What is Human in the Loop? Why do we need it?#

Human-in-the-Loop (HITL) is a pattern where a human user is integrated into the decision-making process of an autonomous system. In the context of the agent framework, it provides a structured way to ask for human confirmation or additional information during the execution of a tool.

We need HITL for several reasons:

  • Safety: To prevent the agent from performing irreversible or harmful actions (e.g., executing arbitrary code, dropping a database table, or making financial transactions).
  • Quality Assurance: To allow humans to review and approve generated artifacts (e.g., code, emails, or reports) before they are finalized.
  • Handling Ambiguity: To provide the agent with additional context or clarification when it encounters a situation it cannot resolve autonomously.

Typical Use Cases#

  • Execution Approval: Asking the user "Are you sure you want to execute this shell command?" before proceeding.
  • Requesting Missing Information: Prompting the user for a password, an API key, or a specific piece of data required by a tool.
  • Content Review: Displaying an AI-generated draft to the user and asking for approval or edit suggestions.

HITL Usage from Context#

You can request human input directly from within a tool using the Context object. The ctx.input() method pauses the tool's execution until the user provides a response.

Here is an example of a tool that asks for human confirmation:

from autogen.beta import Context, Agent, tool

@tool
async def execute_query(context: Context) -> str:
    # Pause and ask for human input
    user_response = await context.input(
        "Are you sure you want to run this query? (yes/no)",
        timeout=60.0
    )

    if user_response.strip().lower() != "yes":
        return "Query cancelled."

    return "Query executed successfully."

agent = Agent(
    name="my_agent",
    tools=[execute_query]
)

Warning

If the required human input is not provided (for example, if a HITL hook is not registered on the agent), the framework raises a HumanInputNotProvidedError.

HITL Registration#

To handle the input requests made by context.input(), you must register a HITL hook on your Agent.

A HITL hook is a callback function that consumes a HumanInputRequest event and returns a HumanMessage. Like tools, HITL hooks support all context features, including dependency injection and variables.

By Argument#

You can register a HITL hook by passing it as the hitl_hook argument when initializing the Agent.
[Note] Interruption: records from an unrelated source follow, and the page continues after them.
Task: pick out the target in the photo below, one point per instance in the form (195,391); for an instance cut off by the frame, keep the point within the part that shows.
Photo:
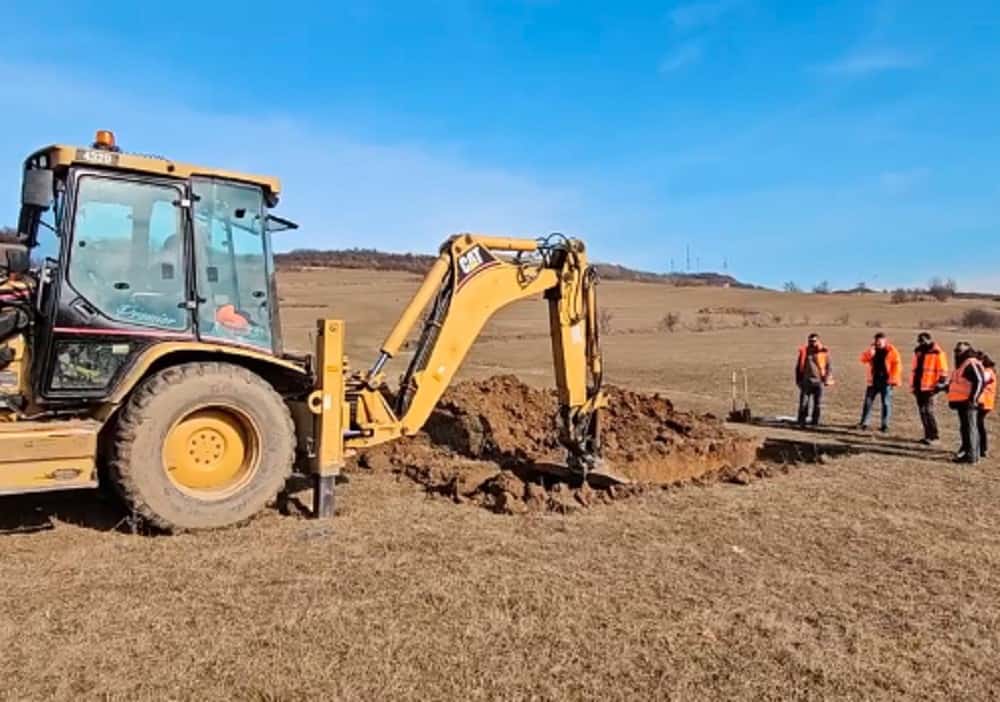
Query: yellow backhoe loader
(140,341)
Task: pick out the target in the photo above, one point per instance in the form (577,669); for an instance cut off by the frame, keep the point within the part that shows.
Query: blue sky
(839,140)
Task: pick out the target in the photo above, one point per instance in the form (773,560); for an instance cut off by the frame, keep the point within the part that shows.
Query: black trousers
(810,394)
(981,426)
(925,406)
(968,425)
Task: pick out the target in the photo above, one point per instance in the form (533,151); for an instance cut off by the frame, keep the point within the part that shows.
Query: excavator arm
(473,277)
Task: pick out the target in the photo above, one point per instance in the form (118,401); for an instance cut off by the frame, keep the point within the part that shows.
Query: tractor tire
(201,446)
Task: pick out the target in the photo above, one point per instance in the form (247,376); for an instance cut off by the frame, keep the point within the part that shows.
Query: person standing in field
(885,372)
(964,391)
(929,377)
(813,372)
(987,401)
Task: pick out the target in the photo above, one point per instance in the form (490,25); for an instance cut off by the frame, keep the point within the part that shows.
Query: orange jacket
(988,399)
(934,371)
(822,360)
(893,364)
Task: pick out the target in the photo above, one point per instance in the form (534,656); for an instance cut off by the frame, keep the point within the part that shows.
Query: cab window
(126,256)
(233,262)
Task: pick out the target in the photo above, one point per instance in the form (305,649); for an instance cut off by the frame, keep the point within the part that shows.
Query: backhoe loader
(140,342)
from autogen.beta import Agent
from autogen.beta.events import HumanInputRequest, HumanMessage

def my_hitl_hook(event: HumanInputRequest) -> HumanMessage:
    # event.content contains the prompt passed to context.input()
    print(f"Agent asks: {event.content}")
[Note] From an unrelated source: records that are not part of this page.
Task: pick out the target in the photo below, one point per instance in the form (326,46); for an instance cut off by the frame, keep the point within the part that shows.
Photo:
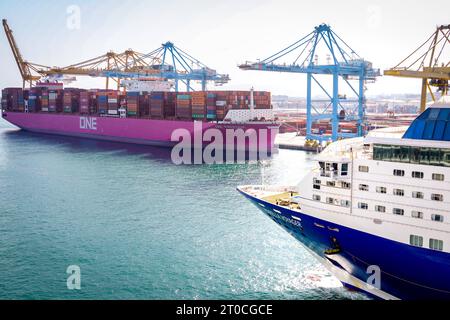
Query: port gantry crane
(126,65)
(429,62)
(172,63)
(342,64)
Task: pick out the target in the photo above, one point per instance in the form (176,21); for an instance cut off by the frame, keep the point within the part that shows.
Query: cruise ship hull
(406,272)
(144,131)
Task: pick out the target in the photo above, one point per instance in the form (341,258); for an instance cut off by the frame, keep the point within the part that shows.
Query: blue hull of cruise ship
(407,272)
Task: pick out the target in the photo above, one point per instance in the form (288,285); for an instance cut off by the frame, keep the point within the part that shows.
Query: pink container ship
(242,120)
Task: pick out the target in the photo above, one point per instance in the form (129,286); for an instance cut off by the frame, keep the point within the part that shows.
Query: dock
(292,141)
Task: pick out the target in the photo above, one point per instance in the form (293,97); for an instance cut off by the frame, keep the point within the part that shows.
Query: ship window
(404,154)
(435,156)
(437,197)
(417,175)
(436,244)
(439,130)
(416,241)
(377,152)
(418,195)
(344,170)
(429,130)
(444,114)
(438,177)
(387,153)
(417,214)
(345,185)
(424,156)
(399,173)
(363,187)
(363,206)
(437,217)
(447,132)
(381,190)
(345,203)
(415,155)
(363,169)
(445,161)
(331,183)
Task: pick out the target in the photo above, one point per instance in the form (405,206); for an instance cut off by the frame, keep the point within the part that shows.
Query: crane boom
(429,62)
(24,67)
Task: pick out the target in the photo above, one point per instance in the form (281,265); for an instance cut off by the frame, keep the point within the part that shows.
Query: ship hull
(406,272)
(145,131)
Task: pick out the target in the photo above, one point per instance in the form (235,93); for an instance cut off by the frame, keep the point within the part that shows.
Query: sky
(221,34)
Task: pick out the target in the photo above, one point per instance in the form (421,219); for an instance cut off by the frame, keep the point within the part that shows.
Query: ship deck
(280,196)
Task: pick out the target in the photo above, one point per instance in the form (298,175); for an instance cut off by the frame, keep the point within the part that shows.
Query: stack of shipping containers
(203,105)
(113,102)
(13,99)
(71,98)
(157,105)
(211,108)
(132,104)
(144,105)
(84,102)
(262,100)
(102,102)
(221,105)
(44,100)
(170,99)
(198,105)
(34,100)
(183,107)
(55,100)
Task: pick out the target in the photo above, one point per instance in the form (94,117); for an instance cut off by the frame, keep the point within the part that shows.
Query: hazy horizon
(221,34)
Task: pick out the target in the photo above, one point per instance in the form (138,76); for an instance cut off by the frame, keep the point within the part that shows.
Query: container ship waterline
(148,118)
(374,210)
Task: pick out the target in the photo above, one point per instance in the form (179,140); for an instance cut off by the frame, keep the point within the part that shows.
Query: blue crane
(170,63)
(342,64)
    # Collect input from the user (e.g., via standard input)
    user_input = input("Your answer: ")

    return HumanMessage(content=user_input)

agent = Agent(
    name="my_agent",
    hitl_hook=my_hitl_hook,
)

Sync / Async

Your HITL hook can be defined as either a synchronous (def) or asynchronous (async def) function. The framework handles both seamlessly.

By Decorator#

Alternatively, you can register or override a HITL hook using the @my_agent.hitl_hook decorator after the agent has been created.

from autogen.beta import Agent
from autogen.beta.events import HumanInputRequest, HumanMessage

agent = Agent(name="my_agent", tools=[execute_query])

@agent.hitl_hook
async def async_hitl_hook(event: HumanInputRequest) -> HumanMessage:
    # An asynchronous hook example
    print(f"Prompt: {event.content}")

    # A hypothetical async UI function
    user_input = await get_input_from_ui()

    return HumanMessage(content=user_input)

Overriding Hooks

If a HITL hook is already set (for instance, via the constructor argument) and you apply the @my_agent.hitl_hook decorator, the decorator will override the existing one.